Before the Defense Department’s top weapons buyer, Ellen Lord, can clear the F-35 for full-rate production, the jet must undergo a series of tests in the Joint Simulation Environment, which emulates advanced threats that cannot be replicated in live flight tests.

However, testing in the JSE has been postponed from December 2020 to sometime in 2021, Lord’s spokeswoman Jessica Maxwell said in a statement. News of the schedule delay was first reported by Bloomberg.

The Milestone C (or full-rate production) decision — which was already pushed from December 2019 to as late as March 2021 — could also be held up until later next year.

Although Maxwell did not elaborate on a new timeline for Milestone C, she noted that the simulation tests will inform the statutory report that is a requirement for the full-rate production decision review. Even if JSE tests occur early in 2021, it will take time to validate the results and compile the report, leaving it unlikely that the decision is made by March 2021.

In the meantime, “production of the F-35 will continue in [low-rate initial production] in accordance with Congressional authorization and appropriation,” Maxwell said.

It’s unclear why the JSE test schedule has slipped again. In a Jan. 30 report, Robert Behler, the Pentagon’s independent weapons tester, said the program “appeared to be on a path to provide” a simulator for testing this summer.

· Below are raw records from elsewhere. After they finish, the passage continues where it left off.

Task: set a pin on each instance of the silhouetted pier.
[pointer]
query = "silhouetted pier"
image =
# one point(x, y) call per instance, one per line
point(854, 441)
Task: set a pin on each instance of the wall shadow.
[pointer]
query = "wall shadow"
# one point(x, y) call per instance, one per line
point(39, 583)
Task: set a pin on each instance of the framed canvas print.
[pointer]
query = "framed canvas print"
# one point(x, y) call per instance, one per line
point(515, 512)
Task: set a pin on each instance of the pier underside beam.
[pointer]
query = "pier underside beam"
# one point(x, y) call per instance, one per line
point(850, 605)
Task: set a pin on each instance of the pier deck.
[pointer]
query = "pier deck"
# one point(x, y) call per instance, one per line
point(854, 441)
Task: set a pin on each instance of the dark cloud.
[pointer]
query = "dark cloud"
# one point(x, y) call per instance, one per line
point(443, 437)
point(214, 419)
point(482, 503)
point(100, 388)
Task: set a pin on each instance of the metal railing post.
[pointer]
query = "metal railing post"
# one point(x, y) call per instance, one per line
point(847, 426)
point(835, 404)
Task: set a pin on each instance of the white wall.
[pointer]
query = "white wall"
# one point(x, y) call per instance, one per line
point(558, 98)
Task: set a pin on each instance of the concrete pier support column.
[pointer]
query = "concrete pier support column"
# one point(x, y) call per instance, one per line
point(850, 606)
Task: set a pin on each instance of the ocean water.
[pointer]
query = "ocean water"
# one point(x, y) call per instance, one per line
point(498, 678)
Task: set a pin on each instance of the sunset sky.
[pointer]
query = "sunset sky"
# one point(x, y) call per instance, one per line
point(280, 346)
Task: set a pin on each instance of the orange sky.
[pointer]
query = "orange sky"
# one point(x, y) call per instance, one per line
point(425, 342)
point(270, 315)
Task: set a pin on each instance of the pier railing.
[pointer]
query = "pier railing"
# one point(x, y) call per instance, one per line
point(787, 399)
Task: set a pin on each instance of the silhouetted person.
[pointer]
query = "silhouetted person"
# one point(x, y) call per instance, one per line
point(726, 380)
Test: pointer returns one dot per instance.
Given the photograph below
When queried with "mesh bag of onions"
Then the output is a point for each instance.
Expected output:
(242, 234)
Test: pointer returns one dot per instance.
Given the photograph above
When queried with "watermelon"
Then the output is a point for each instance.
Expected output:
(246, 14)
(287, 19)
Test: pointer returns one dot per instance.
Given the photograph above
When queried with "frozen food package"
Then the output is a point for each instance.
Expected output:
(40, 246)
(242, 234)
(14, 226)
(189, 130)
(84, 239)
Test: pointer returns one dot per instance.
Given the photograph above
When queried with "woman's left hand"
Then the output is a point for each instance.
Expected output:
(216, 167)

However, it’s possible JSE development work was disrupted by the ongoing COVID-19 pandemic.

The full-rate production decision is largely a symbolic one. The Pentagon is already buying the F-35 in numbers that would qualify as full-rate production for most aircraft procurement programs, with 134 F-35s delivered to U.S. and international customers in 2019.

However, the milestone is considered an important show of confidence in the maturity of the program; it signifies that the aircraft has been fully tested in operational conditions.

The delay on the Milestone C decision comes as F-35 prime contractor Lockheed Martin rebounds from production setbacks caused by the pandemic.

The company projects it will deliver 121 F-35s by the end of 2020 — 20 jets short of the 141 originally forecast this year — as a result of manufacturing slowdowns across its supply chain.

Over the next couple years, Lockheed will ramp up production to about 14 F-35s per month, or upward of 160 jets delivered per year, Darren Sekiguchi, Lockheed’s vice president of F-35 production, told Defense News on Oct. 5.